C23G10.1 Antibody

What is C23G10.1 Antibody and what does it target?

C23G10.1 Antibody is a research reagent that specifically targets the C23G10.1 protein, which functions as a putative serine/threonine-protein phosphatase. This antibody is designed for detection and study of this phosphatase in experimental systems. When selecting this antibody, researchers should first verify target expression in their experimental system through RNA expression databases or preliminary screening. Antibody specificity should be confirmed through validation methods such as immunoprecipitation followed by mass spectrometry (IP-MS) to ensure accurate target binding and experimental reliability. For optimal results, researchers should evaluate antibody performance in their specific experimental conditions before proceeding with larger studies.

How should I validate C23G10.1 Antibody specificity for my experiments?

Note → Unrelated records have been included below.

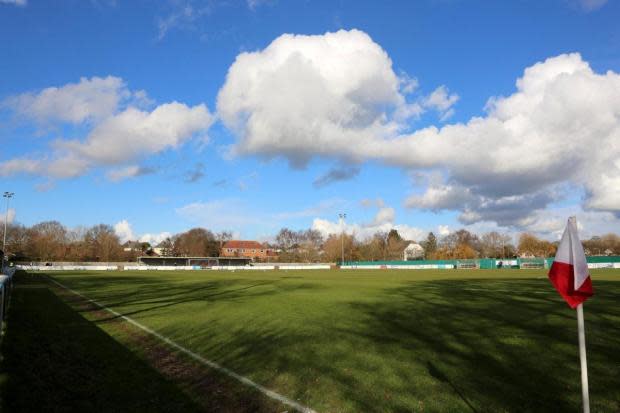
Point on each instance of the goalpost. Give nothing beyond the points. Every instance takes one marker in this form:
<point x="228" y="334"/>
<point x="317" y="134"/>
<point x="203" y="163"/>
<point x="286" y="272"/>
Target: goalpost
<point x="532" y="263"/>
<point x="467" y="264"/>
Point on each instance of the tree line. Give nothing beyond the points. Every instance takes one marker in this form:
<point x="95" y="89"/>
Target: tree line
<point x="52" y="241"/>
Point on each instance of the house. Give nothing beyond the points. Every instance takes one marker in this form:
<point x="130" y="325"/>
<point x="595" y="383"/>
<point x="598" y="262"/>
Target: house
<point x="247" y="249"/>
<point x="413" y="251"/>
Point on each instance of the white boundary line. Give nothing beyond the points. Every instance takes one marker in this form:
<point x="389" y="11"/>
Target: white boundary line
<point x="269" y="393"/>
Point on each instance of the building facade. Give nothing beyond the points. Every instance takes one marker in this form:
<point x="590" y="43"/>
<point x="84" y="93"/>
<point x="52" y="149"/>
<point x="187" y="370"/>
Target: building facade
<point x="247" y="249"/>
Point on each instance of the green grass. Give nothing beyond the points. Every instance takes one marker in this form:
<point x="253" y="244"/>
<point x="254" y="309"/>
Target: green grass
<point x="54" y="360"/>
<point x="385" y="341"/>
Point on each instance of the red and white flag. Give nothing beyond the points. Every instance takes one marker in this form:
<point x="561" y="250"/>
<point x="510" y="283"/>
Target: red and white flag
<point x="569" y="272"/>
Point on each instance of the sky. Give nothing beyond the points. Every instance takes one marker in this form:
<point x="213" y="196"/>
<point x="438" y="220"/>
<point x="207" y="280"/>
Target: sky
<point x="253" y="115"/>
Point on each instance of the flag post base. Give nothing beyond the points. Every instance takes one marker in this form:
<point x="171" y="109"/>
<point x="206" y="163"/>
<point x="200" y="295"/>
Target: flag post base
<point x="582" y="358"/>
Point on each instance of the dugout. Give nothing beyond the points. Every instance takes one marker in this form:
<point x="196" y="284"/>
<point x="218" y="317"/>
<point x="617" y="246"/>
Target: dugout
<point x="204" y="262"/>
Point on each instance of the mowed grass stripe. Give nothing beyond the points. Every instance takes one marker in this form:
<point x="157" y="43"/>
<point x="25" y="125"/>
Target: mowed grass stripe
<point x="381" y="340"/>
<point x="267" y="392"/>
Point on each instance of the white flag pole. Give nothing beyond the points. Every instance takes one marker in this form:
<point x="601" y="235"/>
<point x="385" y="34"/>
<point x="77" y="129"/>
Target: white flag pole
<point x="582" y="357"/>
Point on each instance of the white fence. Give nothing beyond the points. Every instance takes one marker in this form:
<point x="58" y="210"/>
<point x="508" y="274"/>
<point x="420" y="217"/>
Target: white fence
<point x="399" y="267"/>
<point x="171" y="267"/>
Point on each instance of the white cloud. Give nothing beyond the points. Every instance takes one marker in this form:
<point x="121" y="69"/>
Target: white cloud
<point x="382" y="222"/>
<point x="88" y="100"/>
<point x="19" y="166"/>
<point x="590" y="5"/>
<point x="15" y="2"/>
<point x="219" y="215"/>
<point x="335" y="175"/>
<point x="384" y="215"/>
<point x="363" y="231"/>
<point x="134" y="133"/>
<point x="337" y="96"/>
<point x="116" y="175"/>
<point x="155" y="239"/>
<point x="124" y="231"/>
<point x="443" y="230"/>
<point x="442" y="101"/>
<point x="10" y="217"/>
<point x="306" y="96"/>
<point x="118" y="131"/>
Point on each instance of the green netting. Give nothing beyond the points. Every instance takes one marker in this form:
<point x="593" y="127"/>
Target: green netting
<point x="483" y="263"/>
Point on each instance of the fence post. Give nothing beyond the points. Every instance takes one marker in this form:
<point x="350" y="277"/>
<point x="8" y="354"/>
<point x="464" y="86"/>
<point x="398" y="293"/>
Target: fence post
<point x="1" y="307"/>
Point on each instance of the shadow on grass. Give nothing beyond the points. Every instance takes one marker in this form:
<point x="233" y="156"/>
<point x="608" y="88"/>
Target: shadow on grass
<point x="56" y="360"/>
<point x="449" y="345"/>
<point x="500" y="345"/>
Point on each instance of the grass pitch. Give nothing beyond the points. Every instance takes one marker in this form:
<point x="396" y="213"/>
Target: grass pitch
<point x="380" y="340"/>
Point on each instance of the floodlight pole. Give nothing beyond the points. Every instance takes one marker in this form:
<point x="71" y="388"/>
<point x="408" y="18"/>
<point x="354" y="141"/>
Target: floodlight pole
<point x="342" y="218"/>
<point x="8" y="196"/>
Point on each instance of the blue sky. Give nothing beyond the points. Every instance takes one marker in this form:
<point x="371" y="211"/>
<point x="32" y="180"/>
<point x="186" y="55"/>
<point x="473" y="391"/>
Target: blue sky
<point x="420" y="115"/>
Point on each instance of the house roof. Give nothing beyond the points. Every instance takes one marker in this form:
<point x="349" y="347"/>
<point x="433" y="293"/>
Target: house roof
<point x="244" y="244"/>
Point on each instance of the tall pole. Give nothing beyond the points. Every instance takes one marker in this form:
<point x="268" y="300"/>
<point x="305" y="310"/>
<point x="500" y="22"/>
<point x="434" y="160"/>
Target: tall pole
<point x="582" y="358"/>
<point x="342" y="217"/>
<point x="8" y="196"/>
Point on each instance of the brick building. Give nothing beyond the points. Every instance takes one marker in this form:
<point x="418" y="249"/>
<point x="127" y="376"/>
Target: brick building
<point x="247" y="249"/>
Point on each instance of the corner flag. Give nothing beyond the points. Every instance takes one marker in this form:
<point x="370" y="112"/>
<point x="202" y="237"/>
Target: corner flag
<point x="569" y="272"/>
<point x="569" y="275"/>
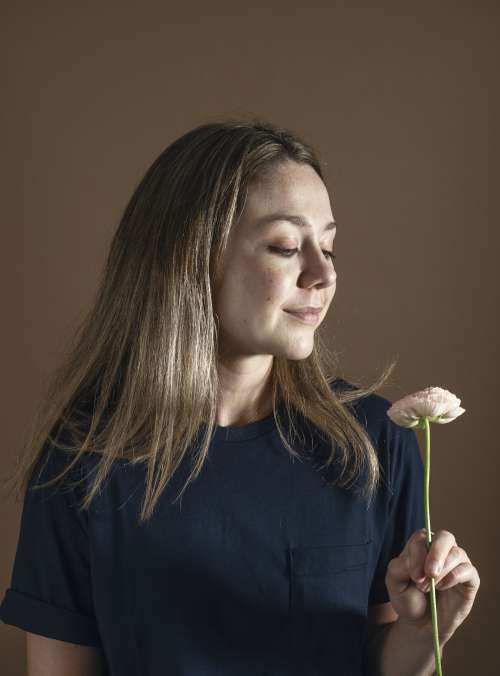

Validation of C23G10.1 Antibody should follow the comprehensive strategy recommended by the International Working Group on Antibody Validation (IWGAV) . First, employ genetic strategies using CRISPR-Cas or RNAi to create knockout or knockdown cell models of C23G10.1, then test antibody reactivity against these and wild-type controls. Second, use orthogonal strategies by comparing antibody detection with an antibody-independent quantitation method like mass spectrometry. Third, utilize independent antibody strategies by testing multiple antibodies targeting different epitopes of C23G10.1. This multi-pillar approach ensures confidence in antibody specificity and reduces the risk of experimental artifacts or misinterpretation of results due to off-target binding.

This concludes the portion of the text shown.